I love the Spanish saying, "mas sabe el diablo por viejo que por diablo," which means, "the devil knows more because he's old than because he's the devil." I think the Bible repeatedly admonishes the young to listen to the wise both because the wise have something to contribute and because many who are young need the help.
As a culture, we are fascinated by youth and terrified of age. Visiting a nursing home for the abandoned elderly gives both justification to this fear and the observation that it is ours. Two pieces I read this week offer some common sense information for two foundational institutions that are idealized for American youth both inside and outside the church. In each case the idealization itself undermines the institution and leads to its own destruction. I suspect that in each case we would save ourselves much grief if we could less afford the age segregation we consider desirable today.
In the first, Carolyn Hax gives advice to "Las Vegas Lovers" who imagine that avoiding the institution of marriage will help them avoid the kind of unhappy relationships they've seen in the marriages of others. Before marching out the standard relational bromides, she breaks through with the frank and obvious observation that "life can suck the life out of someone." To me, it is a breath of fresh air in the triumphal procession of airbrushed propaganda in modern social idolatry. Time kills almost everything, except Edward Cullen of course.The second article is a fascinating piece in New York Magazine on why parents hate parenting. It contains this insightful quote:
Not only did they find that couples’ overall marital satisfaction went down if they had kids; they found that every successive generation was more put out by having them than the last—our current one most of all.
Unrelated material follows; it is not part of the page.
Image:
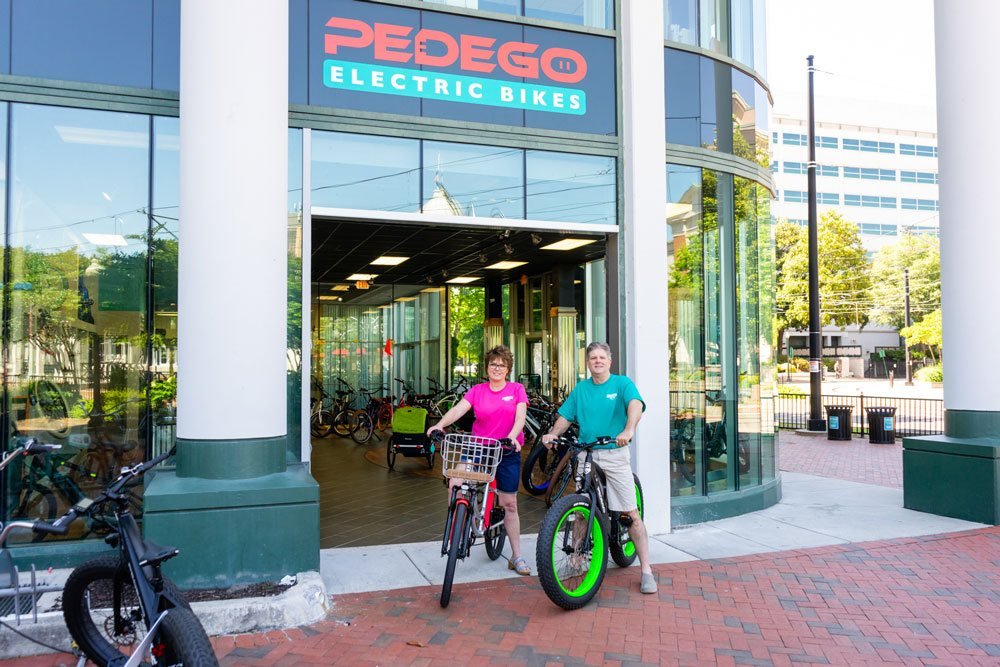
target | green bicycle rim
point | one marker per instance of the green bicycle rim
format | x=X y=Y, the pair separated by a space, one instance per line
x=597 y=553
Even more surprisingly, they found that parents’ dissatisfaction only grew the more money they had, even though they had the purchasing power to buy more child care. 'And my hypothesis about why this is, in both cases, is the same,' says [psychologist Jean] Twenge. 'They become parents later in life. There’s a loss of freedom, a loss of autonomy. It’s totally different from going from your parents’ house to immediately having a baby. Now you know what you’re giving up.'
Our really good idols offer us both the promise of rapturous exaltation and a reliable path to its acquisition. I would imagine the devil knows what an idol looks like better than we do not just because he’s the devil, but because he’s so old. Not all who are old are wise, not all who are young are foolish, but experience mixed with honesty can teach you a lot. The better the gift, the greater it’s capacity for idolatry and more susceptible we are to its lures.
Right from its inception the community of Christ was intended to be multi-generational. Those who have walked similar paths to our own, both the living and the dead through their writings, are available to be heard. In honest listening there is much salvation from grief.
Do we seek a body of Christ segregated by age? When we enter a church service and see it dominated by the aged (and there are many) do we imagine we may have discovered a wealth of unhurried, untapped wisdom? Do we imagine only new books have something to offer? In most cases learning from previous generations requires some effort of cultural translation. Do we see the value in breaking out of the prison of age segregation?